We were exploring what 3-dimensional shapes can be made from a planar polygon and one zipper. Or, to put it another way, what 3-dimensional shapes can be unzipped to lie flat in the plane without overlap.
Felt models with real zippers are a satisfyingly tangible way to appreciate the problem.
zipper unfolding of an octahedron
5" x 5" x 5" (3d); 12" x 16" (2d)
felt with zipper, plus colour photocopy
2010
An octahedron can be unzipped to a planar polygon.

In fact, all the Platonic and Archimedean solids have zipper unfoldings (http://erikdemaine.org/zippers/).
Can every convex polyhedron be unzipped to a planar shape?
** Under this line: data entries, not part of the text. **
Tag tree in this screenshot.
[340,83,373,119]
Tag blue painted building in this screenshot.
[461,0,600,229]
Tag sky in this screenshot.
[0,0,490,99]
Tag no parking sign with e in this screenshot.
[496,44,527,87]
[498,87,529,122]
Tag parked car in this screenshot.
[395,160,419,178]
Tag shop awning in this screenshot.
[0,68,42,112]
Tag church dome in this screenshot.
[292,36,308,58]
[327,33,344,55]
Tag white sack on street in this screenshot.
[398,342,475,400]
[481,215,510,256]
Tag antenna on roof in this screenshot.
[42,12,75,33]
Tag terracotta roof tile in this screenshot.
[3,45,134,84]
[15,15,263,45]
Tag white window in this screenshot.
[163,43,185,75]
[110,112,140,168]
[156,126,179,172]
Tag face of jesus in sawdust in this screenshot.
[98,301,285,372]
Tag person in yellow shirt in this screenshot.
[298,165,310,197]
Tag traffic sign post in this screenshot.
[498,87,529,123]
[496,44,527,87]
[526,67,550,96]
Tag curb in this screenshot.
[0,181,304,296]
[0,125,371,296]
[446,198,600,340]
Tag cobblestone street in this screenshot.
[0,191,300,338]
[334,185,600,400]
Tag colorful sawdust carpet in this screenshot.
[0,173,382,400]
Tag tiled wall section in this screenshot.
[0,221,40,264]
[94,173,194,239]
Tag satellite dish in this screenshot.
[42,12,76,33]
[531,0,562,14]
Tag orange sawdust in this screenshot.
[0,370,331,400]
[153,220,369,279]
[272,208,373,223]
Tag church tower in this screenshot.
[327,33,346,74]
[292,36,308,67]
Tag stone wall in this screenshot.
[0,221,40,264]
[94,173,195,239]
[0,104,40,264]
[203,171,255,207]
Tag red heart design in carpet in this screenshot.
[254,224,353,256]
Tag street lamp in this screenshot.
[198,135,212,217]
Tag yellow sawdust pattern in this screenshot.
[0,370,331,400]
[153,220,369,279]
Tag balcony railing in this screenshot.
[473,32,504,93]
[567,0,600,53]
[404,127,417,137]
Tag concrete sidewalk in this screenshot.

If the zipper is restricted to travel along the edges of the polyhedron, then a Hamiltonian path is necessary (though not sufficient) and the answer is "no". The general question is open.
zipper unfolding of a double pyramid
5" x 5" x 5" (3d); 9" x 15" (2d)
felt with zipper, plus colour photocopy
2010
On the outside, this model is an octahedron. However, it has an extra square face on the inside, so it is really two pyramids glued together on their bases. This two-celled polyhedral complex has a zipper unfolding.